速度を落とすことがなく、氷の角度はどんどん急になっていく。

「敵襲ですか???僕が、、、、」

「敵襲だとしても、氷を持ち上げるような相手だから、まともに戦えるわけはないでしょ!!!おとなしく車につかまっときなさい!!!!!」

「はい!!!」

鬼気迫る雰囲気を理解し、彼は何もしゃべらずに車に座る。

「どこに向かいますか????マドレーヌさん。」

「氷を踏みぬいてもいいぐらいの覚悟で海まで走り抜けましょう!!!!そうすれば海にはすぐにつくわ。」

彼女は思いっきりアクセルを踏み込んだ。

「ちゃんと奥歯かみしめときなさいよ、初期速度なんて概念、この車にゃ存在しないからね。」

直後、車は走り出した。それも風を切るような速さで。

「ばやずぎばせんかばばばばばば(早すぎる―――――――――――――――)」

言葉をうまく話すこともできやしない。

「ごのばばがばんじなざーい!!!(このままがまんしなさーい)」

10分が経っただろうか。又突然、氷が傾いた。

「「「え?」」」

ちがう。元に戻っただけである。車がゆっくりと、ブレーキを止めて減速してゆく。

「どういうことでしょうか?」

「・・・・・それより、この速度で走らないと危ないわね。海まで間に合わないわ。」

・・・・・

ズドン!ズドン!!ズドン!!!

後ろの方から嫌な音が響いてきた。なんだろう、振り向きたくないと町とマドレーヌは思う。

「!!!!!サラリーマンが後ろから迫ってる!!!!!!」

三人の中で一番視力がいい(他の2人はたいして見ていないが)水戸がそれを発見した。

「サラリーマン、、、、ですか?????」

「サラリーマン、、、、ああ。わかった気がするわ、、、、、、最悪ね。」

正反対な二人の反応。

「最終手段を使うしかないわね・・・・この車にも結構愛着があったのだけれど。

10分よ、10分。10分でいいから時間稼ぎをしてほしいわ。今こそ、君の出番よ、水戸君。町ちゃんもサポートで入ってね。」

水戸はわが意を得たり、といった表情をした。

「待ってました!!!!!!」

「了解しました。」

町はそういいながら出撃準備を整える。

「ほんっとに死なないでよね。あいつ、ヤバいわよ。」

マドレーヌはいたって真剣な表情でそう言っていた。


「マドレーヌは心配しすぎだと思うんだよな、一応第10位と第12位がいるのに、負けるなんてことはなかなかないと思うんですけど。ね、師匠。」

水戸は少し鼻の下が伸びている。

「いえ、可能性は十分あると思います。」

町はいたって冷静だった。

「あの方、おそらく顔立ちや服装から判断したところ、中国人だとおもわれます。つまるところ、中国軍でしょう。中国軍は規律が厳しいことで知られています。それでいて、あの方の周りには他の中国軍の方が見られない、、、、ということは。」

いったん言葉を切った。

「と、いうことは?」

「あの方が自由行動をとることを認められているぐらい強い、ということです。」

「なるほど!!!!確かに!!!!」

段々と迫ってくる人影を前にそんなことを言っている、ということも十分にのんきではあるが。

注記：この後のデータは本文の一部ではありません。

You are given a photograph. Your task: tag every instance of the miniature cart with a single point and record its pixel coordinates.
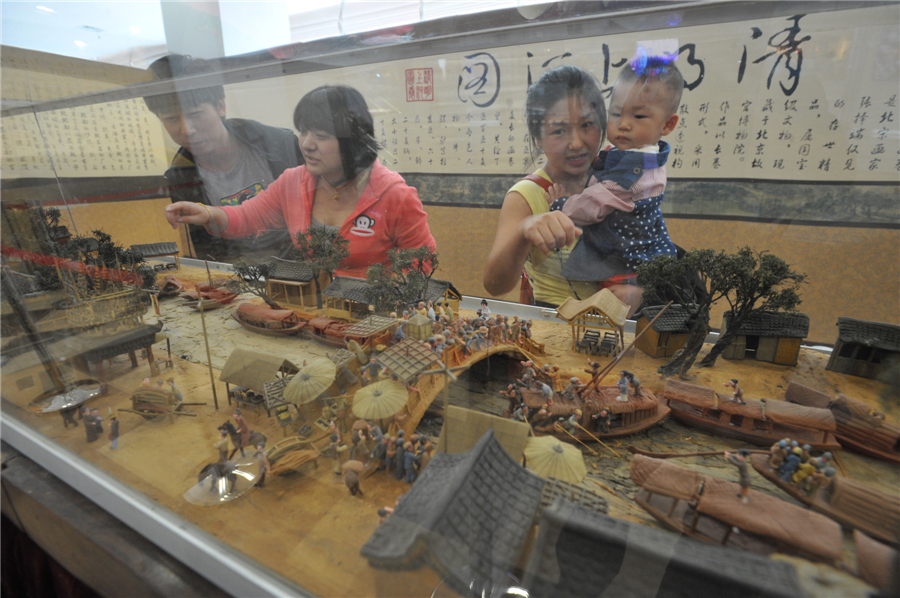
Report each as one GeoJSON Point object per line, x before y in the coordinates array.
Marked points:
{"type": "Point", "coordinates": [155, 404]}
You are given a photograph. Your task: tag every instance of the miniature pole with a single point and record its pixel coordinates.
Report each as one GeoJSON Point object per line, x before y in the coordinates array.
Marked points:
{"type": "Point", "coordinates": [600, 441]}
{"type": "Point", "coordinates": [596, 379]}
{"type": "Point", "coordinates": [558, 427]}
{"type": "Point", "coordinates": [212, 379]}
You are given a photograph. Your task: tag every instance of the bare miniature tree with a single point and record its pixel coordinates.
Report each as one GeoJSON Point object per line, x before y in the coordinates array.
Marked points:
{"type": "Point", "coordinates": [323, 250]}
{"type": "Point", "coordinates": [749, 281]}
{"type": "Point", "coordinates": [252, 278]}
{"type": "Point", "coordinates": [401, 280]}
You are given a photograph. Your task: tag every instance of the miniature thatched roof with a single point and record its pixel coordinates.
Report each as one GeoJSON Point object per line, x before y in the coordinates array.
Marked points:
{"type": "Point", "coordinates": [674, 320]}
{"type": "Point", "coordinates": [464, 427]}
{"type": "Point", "coordinates": [349, 288]}
{"type": "Point", "coordinates": [408, 358]}
{"type": "Point", "coordinates": [579, 552]}
{"type": "Point", "coordinates": [290, 270]}
{"type": "Point", "coordinates": [252, 370]}
{"type": "Point", "coordinates": [771, 324]}
{"type": "Point", "coordinates": [467, 516]}
{"type": "Point", "coordinates": [156, 249]}
{"type": "Point", "coordinates": [777, 411]}
{"type": "Point", "coordinates": [604, 302]}
{"type": "Point", "coordinates": [877, 335]}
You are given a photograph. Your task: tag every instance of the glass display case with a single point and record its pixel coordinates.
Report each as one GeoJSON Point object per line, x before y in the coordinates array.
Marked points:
{"type": "Point", "coordinates": [252, 288]}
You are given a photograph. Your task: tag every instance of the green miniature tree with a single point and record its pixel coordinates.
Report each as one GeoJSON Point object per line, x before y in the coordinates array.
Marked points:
{"type": "Point", "coordinates": [402, 280]}
{"type": "Point", "coordinates": [252, 278]}
{"type": "Point", "coordinates": [323, 250]}
{"type": "Point", "coordinates": [751, 282]}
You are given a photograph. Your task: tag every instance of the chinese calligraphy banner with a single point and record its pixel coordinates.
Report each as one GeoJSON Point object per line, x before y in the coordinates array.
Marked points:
{"type": "Point", "coordinates": [806, 97]}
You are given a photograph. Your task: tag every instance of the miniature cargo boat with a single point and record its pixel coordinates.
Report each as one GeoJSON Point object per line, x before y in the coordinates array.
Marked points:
{"type": "Point", "coordinates": [710, 509]}
{"type": "Point", "coordinates": [858, 429]}
{"type": "Point", "coordinates": [272, 322]}
{"type": "Point", "coordinates": [694, 406]}
{"type": "Point", "coordinates": [850, 503]}
{"type": "Point", "coordinates": [637, 415]}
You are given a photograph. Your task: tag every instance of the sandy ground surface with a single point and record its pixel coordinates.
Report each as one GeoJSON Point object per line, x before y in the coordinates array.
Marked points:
{"type": "Point", "coordinates": [308, 528]}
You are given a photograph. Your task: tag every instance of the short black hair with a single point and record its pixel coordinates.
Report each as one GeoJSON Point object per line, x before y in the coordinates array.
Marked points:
{"type": "Point", "coordinates": [175, 66]}
{"type": "Point", "coordinates": [341, 111]}
{"type": "Point", "coordinates": [668, 75]}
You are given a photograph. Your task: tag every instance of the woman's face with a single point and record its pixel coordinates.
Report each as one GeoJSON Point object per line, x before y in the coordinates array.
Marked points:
{"type": "Point", "coordinates": [322, 153]}
{"type": "Point", "coordinates": [570, 138]}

そのサラリーマンは、二人の前で急ブレーキをかけるように止まった。雪が彼らの顔に飛び散る。

「うげ、、、、冷たい!!!!」

「・・・・・」

視界が真っ白にふさがれた。

「すみませんねえ!!!!雪が飛び散っちゃって。」

声が大きい、サラリーマンであった。近くで見れば見るほど、南極ににぐわない、奇天烈な格好をしている。

「何のようでしょうか?」

その人物との実力差を如実に感じ取り、敬語で扱う水戸。

「いや、上の人からある石を、君たちからとってきなさい、って言われてね。」

ある石、、、厳重に封をしたキーストーンのことだろうと容易に予想がつく。

「渡してくれるかな?」

無言で二人は戦闘態勢を取る。

「渡すつもりはない、ということかな?」

サラリーマンは直立不動のまま尋ねた。

「そもそも、そんなものなんて私は持ってませんし。」

「え、ほんと?????ちょっと待ってね。」

彼は慌てて、バッグの中から電話を取り出した。

「目の前の人が、持ってないって言ってるんですけど!!!間違えたんで、

回収してもらっていいですか?」

そういった後、彼のケータイからは中国語の怒鳴り声が聞こえてきた。

「思ったより、まともそうじゃない?話通じそう」

「そう、、、ですね。話すことができれば時間稼ぎもできて、、、。」

彼はそういっている間も電話の相手と話していたが、

「ああ、はい。わかりました。この二人をとりあえず倒せばいいんですね。」

残念ながら戦わずに終わるなんてことはなさそうだ。

彼は怠慢な動作でそのケータイをしまうと、バッグを氷の上においた。


それが戦闘開始の合図だった。置いた瞬間、彼のバッグの一部は大きな長剣へと変形する。

町は自分の背中の中に隠していた弓矢を取り出し、後ろへと下がった。

「剣はまずいな、銃だったら楽だったんだけど。」

水戸は、そっちを見ながら周りに対抗できるものがないか探っている。

「あるわけないか、そんな都合がいいもんなんて。」

といいながら、手で何かを握る。

「なんですか?それ。」

「たぶん、そこら辺のクマが食べた動物の骨。」

ごつごつした手触りもするが、肉の破片がまだついていた。血がこびりついており、かなりべたべたする。

「な、なるほど。」

さて、サラリーマンはどう来るだろうか。